In fact, in-person recruiting visits for Division I programs is on hold until April 15 — something that significantly affects the 2022 class.
But even bigger: The NCAA approved to give all collegiate athletes — Division I to III, NAIA and NJCAA — an extra year of eligibility. Although many coaches support the extra year, it has created a headache for both colleges and high school athletes looking to play at the next level.
“It really hurts teams like FCS and Division II, because all of these schools — even NAIA — have granted the extra year of eligibility,” said Brad Lord, who now serves as the football operations and athletic collegiate placement director at Foundation Academy. “Now, some of the big schools are talking their seniors out of coming back for the extra year. But say it’s a Power 5 school and they have 35 scholarships available for freshmen. Depending on how many seniors stay for the extra year of eligibility and who they want to stay for the extra year, that number (35) could be cut in half. So the effects are major.”
Because of this and lost revenue, there won’t be nearly as much money available, which means fewer options than what there normally would be, said Windermere Prep basketball coach Brian Hoff.

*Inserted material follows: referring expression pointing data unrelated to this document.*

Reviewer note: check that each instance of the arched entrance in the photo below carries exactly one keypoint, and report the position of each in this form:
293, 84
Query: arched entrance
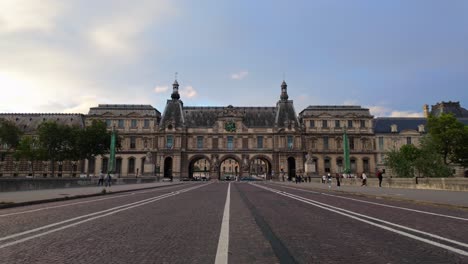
229, 169
168, 167
199, 168
291, 168
260, 167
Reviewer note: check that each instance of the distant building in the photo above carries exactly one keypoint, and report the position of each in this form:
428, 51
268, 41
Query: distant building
232, 141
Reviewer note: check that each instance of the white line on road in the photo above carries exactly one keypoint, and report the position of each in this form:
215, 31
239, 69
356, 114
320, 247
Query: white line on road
100, 214
385, 205
355, 216
223, 243
83, 202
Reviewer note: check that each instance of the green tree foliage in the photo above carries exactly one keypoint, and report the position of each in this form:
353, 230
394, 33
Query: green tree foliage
450, 138
93, 140
422, 161
10, 134
57, 142
28, 149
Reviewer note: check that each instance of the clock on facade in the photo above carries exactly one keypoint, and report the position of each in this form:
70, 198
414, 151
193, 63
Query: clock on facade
230, 126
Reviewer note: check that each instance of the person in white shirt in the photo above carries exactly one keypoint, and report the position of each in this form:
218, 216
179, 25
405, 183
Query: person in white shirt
364, 179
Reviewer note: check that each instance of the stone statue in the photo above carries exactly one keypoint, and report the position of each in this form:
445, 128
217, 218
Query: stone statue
148, 159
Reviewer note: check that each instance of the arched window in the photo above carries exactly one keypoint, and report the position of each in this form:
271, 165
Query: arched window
131, 165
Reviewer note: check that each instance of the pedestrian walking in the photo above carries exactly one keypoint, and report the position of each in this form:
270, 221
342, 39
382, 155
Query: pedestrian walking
101, 179
364, 179
108, 180
380, 176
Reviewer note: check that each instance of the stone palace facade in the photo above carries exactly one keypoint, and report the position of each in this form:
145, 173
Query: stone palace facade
220, 142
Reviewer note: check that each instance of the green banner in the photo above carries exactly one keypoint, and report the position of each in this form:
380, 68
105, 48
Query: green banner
111, 168
347, 168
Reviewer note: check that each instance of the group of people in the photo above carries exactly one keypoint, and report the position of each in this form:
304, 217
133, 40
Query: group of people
107, 180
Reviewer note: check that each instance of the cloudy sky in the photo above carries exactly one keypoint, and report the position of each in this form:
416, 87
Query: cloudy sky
391, 56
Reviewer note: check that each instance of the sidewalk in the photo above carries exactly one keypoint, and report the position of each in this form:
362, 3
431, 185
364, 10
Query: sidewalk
452, 198
12, 199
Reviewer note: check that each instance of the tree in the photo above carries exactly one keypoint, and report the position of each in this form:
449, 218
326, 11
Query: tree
93, 140
450, 138
28, 148
57, 142
10, 134
402, 161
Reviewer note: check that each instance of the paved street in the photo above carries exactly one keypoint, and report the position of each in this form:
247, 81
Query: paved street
238, 222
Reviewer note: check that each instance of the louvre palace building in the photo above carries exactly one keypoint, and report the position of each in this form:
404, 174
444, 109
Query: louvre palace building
217, 142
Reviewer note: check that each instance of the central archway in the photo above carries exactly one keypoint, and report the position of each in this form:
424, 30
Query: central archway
291, 168
229, 169
199, 168
168, 167
260, 167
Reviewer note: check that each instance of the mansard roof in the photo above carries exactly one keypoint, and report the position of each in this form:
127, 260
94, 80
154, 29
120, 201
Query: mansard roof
200, 116
335, 110
382, 125
29, 123
449, 108
124, 110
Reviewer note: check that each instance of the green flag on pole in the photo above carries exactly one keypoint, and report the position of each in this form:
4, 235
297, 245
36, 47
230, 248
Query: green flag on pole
112, 153
347, 168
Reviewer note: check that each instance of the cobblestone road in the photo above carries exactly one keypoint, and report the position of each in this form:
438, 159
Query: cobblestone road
267, 223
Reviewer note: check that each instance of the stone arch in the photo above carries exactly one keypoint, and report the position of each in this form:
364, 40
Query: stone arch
267, 160
192, 162
223, 173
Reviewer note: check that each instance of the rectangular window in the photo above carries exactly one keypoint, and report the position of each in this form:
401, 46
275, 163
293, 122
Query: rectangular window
199, 142
260, 142
132, 142
380, 143
230, 143
325, 143
311, 123
290, 142
169, 142
324, 123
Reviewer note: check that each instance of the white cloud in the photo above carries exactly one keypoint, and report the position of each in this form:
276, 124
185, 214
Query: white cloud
188, 92
161, 89
240, 75
405, 114
24, 15
382, 111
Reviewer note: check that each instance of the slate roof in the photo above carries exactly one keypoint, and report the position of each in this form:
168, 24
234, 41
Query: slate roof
335, 110
124, 110
29, 123
449, 107
196, 116
382, 125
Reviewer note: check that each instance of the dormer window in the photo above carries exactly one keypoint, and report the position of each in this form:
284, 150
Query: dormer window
421, 129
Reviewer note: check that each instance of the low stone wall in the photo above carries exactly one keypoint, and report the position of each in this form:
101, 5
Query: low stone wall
28, 184
452, 184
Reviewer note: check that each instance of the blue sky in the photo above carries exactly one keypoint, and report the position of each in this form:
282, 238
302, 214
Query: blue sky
389, 56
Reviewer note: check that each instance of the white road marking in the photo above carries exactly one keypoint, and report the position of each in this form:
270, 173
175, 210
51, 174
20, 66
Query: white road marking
99, 214
352, 215
83, 202
385, 205
223, 243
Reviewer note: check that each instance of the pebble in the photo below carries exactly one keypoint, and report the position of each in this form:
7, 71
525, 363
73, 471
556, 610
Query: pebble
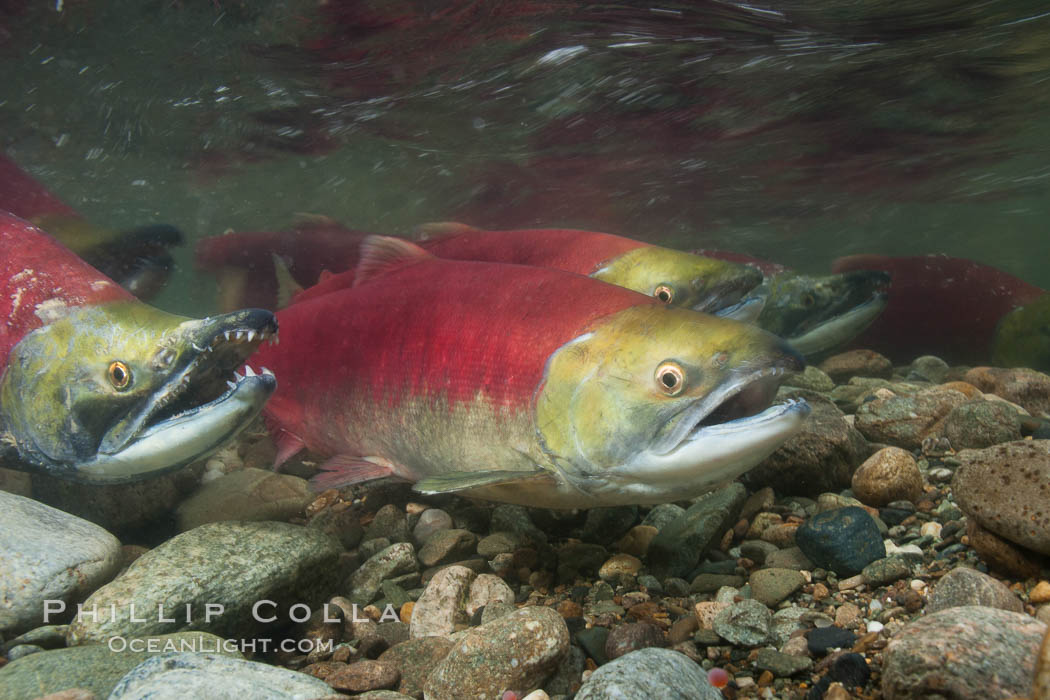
650, 673
390, 561
90, 666
822, 640
771, 586
46, 554
233, 565
447, 546
844, 541
516, 652
966, 653
431, 521
905, 421
246, 494
441, 607
486, 590
980, 423
182, 675
631, 637
747, 622
1025, 387
415, 659
843, 366
889, 474
968, 587
1006, 489
364, 675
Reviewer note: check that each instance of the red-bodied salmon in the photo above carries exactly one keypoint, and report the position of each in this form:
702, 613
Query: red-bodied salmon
98, 387
522, 384
138, 258
940, 305
678, 278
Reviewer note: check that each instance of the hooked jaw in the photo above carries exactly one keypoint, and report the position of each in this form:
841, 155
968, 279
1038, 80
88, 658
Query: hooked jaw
190, 415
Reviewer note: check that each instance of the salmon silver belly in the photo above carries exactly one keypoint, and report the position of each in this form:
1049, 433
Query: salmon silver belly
98, 387
522, 384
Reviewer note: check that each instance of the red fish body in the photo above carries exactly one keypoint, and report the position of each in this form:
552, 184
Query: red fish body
520, 384
244, 261
940, 305
39, 278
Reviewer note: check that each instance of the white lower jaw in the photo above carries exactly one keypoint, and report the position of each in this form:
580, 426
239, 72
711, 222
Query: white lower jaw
709, 458
838, 331
183, 439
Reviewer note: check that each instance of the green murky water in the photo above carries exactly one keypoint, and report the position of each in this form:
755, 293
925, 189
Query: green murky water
795, 131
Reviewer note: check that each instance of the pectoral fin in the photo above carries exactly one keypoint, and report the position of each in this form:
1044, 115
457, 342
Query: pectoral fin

Hoff said he believed the Class of 2021 will feel the most effects. However, the Class of 2022 also will suffer consequences in changes to recruiting.
Normally, the recruiting process really starts during an athlete’s junior season. However, that hasn’t been the case for today’s juniors.
“Typically in the fall, we would have had college coaches in and out of our gym, and with COVID this year, that couldn’t happen,” Hoff said. “Our two juniors who are playing a ton of minutes right now — Jayden Williams and Drew Kousaie — would be on the radar for some folks. It’s changed; we’re going to have to do more by film until they can get out.”
What’s more, some athletes may decide to go the junior college or prep school route to get in some extra experience and make up for lost playing time before transferring to a higher level. That option also means that the transfer portal will factor into the recruiting process.
“That transfer portal is going to go absolutely nuts,” Lord said. “That’s the other thing that coaches will have to see — who is going into the portal before they offer the freshmen. What I see is recruiting will be behind.”
INTO THE UNKNOWN
As the winter sports season continues into 2021, the start of the spring season now is upon us, and right now, the county is still figuring out its plans for the new year, Patterson said.
“We’re preparing for the spring that we are going to be in the same climate we currently are,” Patterson said. “Our spring sports start right when we get back from the winter break, so we are finalizing our guidelines now, and that will be presented to the group here within Orange County.”
While the county looks to keep seasons as safe as possible, there’s no doubt that games will be canceled — something many schools such as Windermere Prep already have experienced. Although the Lakers haven’t had any issues with COVID-19, other programs they were supposed to face have, leading to canceled games.
Just as it has been for the last several months, nothing in the future is certain, and that requires patience and a flexibility to get things done safely. At this point, that’s all they can ask for, Hoff said.
“We have our protocols that we adhere to pretty strictly,” Hoff said. “All the administrators and all of the coaches around town are doing a good job just getting games in as safely as possible, and I’m happy to see it for the kids.”